Pendant les premières persécutions, favorisées, mais non encore avouées par le gouvernement, Fontaine se fit remarquer par sa fermeté et son adresse à se tirer des mauvais pas où l’entraînait son zèle enthousiaste. Mis en prison pour avoir prêché, bien qu’il n’eût pas encore reçu l’ordination, il se défendit fort bien, railla très agréablement le ministère public, et finit par être acquitté devant le parlement de Bordeaux.

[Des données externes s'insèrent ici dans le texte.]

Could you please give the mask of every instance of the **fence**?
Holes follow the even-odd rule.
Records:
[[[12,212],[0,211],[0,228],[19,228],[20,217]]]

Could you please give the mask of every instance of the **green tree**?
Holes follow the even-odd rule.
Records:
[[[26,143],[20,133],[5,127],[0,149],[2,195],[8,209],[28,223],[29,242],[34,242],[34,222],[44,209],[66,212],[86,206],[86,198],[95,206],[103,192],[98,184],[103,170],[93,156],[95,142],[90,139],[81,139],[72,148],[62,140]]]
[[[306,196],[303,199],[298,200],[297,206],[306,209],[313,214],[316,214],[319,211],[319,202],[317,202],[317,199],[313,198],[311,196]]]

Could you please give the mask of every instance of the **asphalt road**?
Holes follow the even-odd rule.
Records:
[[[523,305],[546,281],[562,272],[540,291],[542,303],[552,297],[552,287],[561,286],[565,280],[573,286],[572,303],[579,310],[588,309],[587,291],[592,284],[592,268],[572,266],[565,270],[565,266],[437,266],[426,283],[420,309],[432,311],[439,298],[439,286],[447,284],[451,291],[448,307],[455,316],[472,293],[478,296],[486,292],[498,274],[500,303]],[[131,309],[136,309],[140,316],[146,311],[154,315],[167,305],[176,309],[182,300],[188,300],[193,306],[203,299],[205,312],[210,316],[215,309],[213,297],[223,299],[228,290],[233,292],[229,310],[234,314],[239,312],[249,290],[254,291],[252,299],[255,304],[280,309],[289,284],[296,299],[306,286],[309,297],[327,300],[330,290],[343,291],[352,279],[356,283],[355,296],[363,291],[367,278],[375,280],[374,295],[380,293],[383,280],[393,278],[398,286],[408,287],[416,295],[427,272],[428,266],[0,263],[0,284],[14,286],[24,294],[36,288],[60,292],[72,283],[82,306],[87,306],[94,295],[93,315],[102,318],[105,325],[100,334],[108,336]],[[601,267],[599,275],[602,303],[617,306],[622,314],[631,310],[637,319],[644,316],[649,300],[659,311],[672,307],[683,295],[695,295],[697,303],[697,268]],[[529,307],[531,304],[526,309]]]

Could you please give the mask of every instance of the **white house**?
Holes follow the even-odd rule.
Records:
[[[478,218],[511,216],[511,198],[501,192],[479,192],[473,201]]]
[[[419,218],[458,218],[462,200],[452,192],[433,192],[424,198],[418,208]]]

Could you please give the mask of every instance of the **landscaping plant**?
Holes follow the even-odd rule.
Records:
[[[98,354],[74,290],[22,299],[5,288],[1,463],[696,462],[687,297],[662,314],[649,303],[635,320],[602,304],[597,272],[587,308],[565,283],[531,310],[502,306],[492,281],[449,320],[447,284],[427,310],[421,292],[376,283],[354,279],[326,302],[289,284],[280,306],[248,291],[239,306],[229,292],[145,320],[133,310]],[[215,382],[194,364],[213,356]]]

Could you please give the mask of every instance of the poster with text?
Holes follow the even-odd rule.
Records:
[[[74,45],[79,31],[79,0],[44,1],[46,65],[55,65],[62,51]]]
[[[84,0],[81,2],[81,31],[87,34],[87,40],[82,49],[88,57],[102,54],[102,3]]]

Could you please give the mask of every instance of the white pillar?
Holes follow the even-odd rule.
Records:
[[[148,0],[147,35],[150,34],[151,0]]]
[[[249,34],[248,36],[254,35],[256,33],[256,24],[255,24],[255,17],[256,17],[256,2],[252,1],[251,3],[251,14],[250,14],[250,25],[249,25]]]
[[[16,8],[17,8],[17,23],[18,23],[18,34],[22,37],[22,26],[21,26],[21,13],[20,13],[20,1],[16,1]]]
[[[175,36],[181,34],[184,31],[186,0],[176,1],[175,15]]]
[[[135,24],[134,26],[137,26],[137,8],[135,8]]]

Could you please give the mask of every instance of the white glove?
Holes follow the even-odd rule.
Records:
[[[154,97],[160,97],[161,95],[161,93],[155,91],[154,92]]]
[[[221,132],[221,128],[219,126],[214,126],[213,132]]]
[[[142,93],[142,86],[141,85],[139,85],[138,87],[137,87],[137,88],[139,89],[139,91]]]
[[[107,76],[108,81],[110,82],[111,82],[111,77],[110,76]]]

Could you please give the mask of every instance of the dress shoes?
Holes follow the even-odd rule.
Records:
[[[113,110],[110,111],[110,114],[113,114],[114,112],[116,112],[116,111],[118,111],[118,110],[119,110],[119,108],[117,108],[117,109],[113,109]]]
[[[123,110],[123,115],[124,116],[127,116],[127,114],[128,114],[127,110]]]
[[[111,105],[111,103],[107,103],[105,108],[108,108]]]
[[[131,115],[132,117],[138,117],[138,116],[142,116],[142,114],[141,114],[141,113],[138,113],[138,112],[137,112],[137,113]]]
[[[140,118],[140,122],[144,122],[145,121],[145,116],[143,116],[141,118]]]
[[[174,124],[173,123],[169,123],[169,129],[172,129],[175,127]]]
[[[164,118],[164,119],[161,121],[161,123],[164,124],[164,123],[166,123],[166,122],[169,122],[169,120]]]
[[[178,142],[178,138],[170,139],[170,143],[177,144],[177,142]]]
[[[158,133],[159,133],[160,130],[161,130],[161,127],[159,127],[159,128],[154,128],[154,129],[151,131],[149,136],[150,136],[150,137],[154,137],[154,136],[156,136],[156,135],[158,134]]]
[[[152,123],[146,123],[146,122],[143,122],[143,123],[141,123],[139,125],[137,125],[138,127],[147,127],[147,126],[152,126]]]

On voit par ses Mémoires que cette compagnie était en général fort peu disposée à la rigueur contre les réformés et n’obéissait qu’à contre-cœur aux ordres de la cour ; mais les ministres inférieurs de la justice voyaient dans la persécution des hérétiques une bonne occasion de les rançonner, et malgré les injonctions très précises du premier président, Jacques Fontaine ne sortit du guichet que débarrassé de tout son argent.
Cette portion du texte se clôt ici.